California oil/natural gas regulators on Thursday adopted interim rules for the state's underground injection program. They are effective immediately while permanent rules are expected to begin a review process in May.

Along with rolling out the interim rules, state oil/gas officials reiterated that they are still reviewing all injection wells, and others could be ordered closed if they are found to be a threat to drinking water.

Under the state's regulatory processes, the rulemaking adopted by the Department of Conservation (DOC) early this month has been vetted and approved by the state Office of Administrative Law, allowing the interim rules to go into effect, according to a spokesperson in the conservation department's Division of Oil, Gas and Geothermal Resources (DOGGR), which enforces the rules for oil/gas operators in the state.

Under the interim regulations, DOC has a set schedule in which to eliminate all injections into what are deemed by the federal government to be "nonexempt" aquifers and to make sure all of the oil/gas activities in the state comply to the federal Safe Drinking Water Act (SDWA).

Injections into any nonexempt aquifers with water quality less than 10,000 total dissolved solids (TDS) must be halted by Feb. 15, 2017, and in the interim, injection into 11 other specific aquifers must be ended by the end of 2016. Other injections into nonexempt aquifers that don't contain oil reservoirs and specified water quality (3,000 TDS) must be ended by Oct. 15, 2015 or sooner.

The SDWA does not apply to water with TDS greater than 10,000 TDS, said the DOGGR spokesperson, adding that injection can continue if the state applies for and receives an aquifer exemption from the U.S. Environmental Protection Agency (EPA).

In March, DOGGR moved to close 12 oil and gas underground injection wells in Kern County and reported that they it was reviewing others to ensure that the state’s drinking water was protected from contamination (see Shale Daily, March 5). This created a firestorm of criticism aimed at DOGGR for its allegedly lax approach to past oversight of the underground injections, causing state officials to cry foul, accusing their critics of overstating the problem (see Shale Daily, March 11).

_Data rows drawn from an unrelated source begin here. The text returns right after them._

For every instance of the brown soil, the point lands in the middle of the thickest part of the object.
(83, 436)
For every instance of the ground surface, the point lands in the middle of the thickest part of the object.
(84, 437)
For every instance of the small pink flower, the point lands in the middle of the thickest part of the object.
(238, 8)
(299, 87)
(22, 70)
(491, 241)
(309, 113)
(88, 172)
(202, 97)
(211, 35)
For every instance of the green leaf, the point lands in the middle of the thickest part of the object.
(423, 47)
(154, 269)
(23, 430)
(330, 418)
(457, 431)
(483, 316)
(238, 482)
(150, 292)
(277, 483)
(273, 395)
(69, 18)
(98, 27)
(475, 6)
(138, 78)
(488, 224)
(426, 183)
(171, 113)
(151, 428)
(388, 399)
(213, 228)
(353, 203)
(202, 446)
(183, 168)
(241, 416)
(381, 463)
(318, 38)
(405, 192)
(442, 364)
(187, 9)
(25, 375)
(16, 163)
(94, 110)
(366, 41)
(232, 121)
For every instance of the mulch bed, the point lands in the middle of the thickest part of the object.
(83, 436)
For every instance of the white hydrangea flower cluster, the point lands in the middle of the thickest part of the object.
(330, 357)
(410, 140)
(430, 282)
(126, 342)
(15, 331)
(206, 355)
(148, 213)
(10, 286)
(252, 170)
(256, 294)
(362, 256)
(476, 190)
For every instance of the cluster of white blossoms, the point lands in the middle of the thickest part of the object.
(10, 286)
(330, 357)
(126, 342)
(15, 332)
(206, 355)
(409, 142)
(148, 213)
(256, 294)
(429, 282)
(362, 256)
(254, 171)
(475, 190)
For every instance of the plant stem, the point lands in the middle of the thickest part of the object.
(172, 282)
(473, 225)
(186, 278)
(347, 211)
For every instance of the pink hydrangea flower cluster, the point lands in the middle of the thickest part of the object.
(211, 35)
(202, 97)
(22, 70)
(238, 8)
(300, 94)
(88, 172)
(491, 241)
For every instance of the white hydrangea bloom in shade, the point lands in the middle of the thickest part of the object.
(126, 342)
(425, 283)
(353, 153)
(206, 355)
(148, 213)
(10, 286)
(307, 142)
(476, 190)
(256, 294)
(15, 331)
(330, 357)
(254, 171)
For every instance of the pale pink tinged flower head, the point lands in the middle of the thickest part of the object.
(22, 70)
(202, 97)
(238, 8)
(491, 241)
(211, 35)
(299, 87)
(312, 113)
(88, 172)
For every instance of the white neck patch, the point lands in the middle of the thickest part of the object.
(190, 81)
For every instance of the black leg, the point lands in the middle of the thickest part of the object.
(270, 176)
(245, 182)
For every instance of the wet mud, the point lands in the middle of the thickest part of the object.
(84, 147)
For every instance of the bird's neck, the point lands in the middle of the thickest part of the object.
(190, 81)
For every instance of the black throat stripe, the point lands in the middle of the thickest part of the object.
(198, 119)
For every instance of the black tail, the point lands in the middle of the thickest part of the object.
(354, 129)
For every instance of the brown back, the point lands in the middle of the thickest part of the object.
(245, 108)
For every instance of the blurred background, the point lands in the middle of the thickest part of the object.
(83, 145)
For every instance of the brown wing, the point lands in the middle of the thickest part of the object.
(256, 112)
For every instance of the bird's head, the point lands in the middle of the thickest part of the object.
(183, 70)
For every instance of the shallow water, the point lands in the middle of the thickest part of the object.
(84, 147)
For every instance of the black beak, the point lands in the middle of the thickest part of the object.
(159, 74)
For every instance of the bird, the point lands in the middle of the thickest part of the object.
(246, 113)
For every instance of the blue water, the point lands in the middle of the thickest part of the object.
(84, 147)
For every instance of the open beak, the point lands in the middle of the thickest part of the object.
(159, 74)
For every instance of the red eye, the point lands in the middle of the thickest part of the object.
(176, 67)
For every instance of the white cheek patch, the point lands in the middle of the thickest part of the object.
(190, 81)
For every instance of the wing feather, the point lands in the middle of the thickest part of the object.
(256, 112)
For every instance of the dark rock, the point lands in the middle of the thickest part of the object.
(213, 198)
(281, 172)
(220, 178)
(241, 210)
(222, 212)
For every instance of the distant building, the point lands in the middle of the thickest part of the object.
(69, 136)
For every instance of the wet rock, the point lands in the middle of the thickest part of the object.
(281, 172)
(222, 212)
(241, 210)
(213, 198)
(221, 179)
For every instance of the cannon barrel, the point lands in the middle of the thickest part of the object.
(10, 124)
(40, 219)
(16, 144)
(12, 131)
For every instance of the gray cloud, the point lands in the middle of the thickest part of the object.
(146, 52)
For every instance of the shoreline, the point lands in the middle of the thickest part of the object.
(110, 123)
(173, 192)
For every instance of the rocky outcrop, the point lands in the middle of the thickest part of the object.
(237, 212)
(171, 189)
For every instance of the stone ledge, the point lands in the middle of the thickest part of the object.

During this time of debate and rapid new rule develop, state officials have maintained that the new rules were not expected to have any materially significant impact on oil production. In fact, state officials commended producers that were voluntarily addressing the issue (see Daily GPI, Feb. 9).

DOGGR Oil/Gas Supervisor Steven Bohlen said the state now has "a firm plan and schedule" compiled with the help of other governmental agencies, including the U.S. EPA, whose western regional office has criticized California's oversight. The goal is to make all of the state's injection wells comply with the SDWA, Bohlen said.

In the midst of California's unrelenting drought, Bohlen said it is even more critical that DOGGR's program "protect public health and groundwater resources." He said the new rules are "the most efficient way to achieve those goals, while also avoiding the closure of operations that do not pose a threat to potential sources of drinking water."

Bohlen has argued that water supplies in some of the disputed nonexempt aquifers were not "drinking water" quality. But in any event, the center of the brouhaha is the fact that operators had been allowed to inject into these aquifers that had not been cleared by the U.S. EPA as was specified in the original 1983 federal EPA authorization for the state to regulate water usage in oil/gas operations. More recently, EPA has provided California with a $500,000 grant to help it establish a baseline for water quality.

As the growing controversy has unfolded this year, state officials have said there are 50,000 Class II injection wells statewide, with roughly 32,000 cyclic steam oil production wells, which are common in California and involve "quite clean water" since contaminants hurt oil production. Bohlen has characterized the majority of these wells as being legally permitted into aquifers exempted for the SDWA.

Otherwise, for the 2,500 wells the state has identified as maybe having been incorrectly permitted into aquifers not exempted under the federal drinking water law, more than 2,000 are injecting into what are recognized hydrocarbon-producing zones, and by definition those are not drinking water areas. Those are zones that naturally contain oil.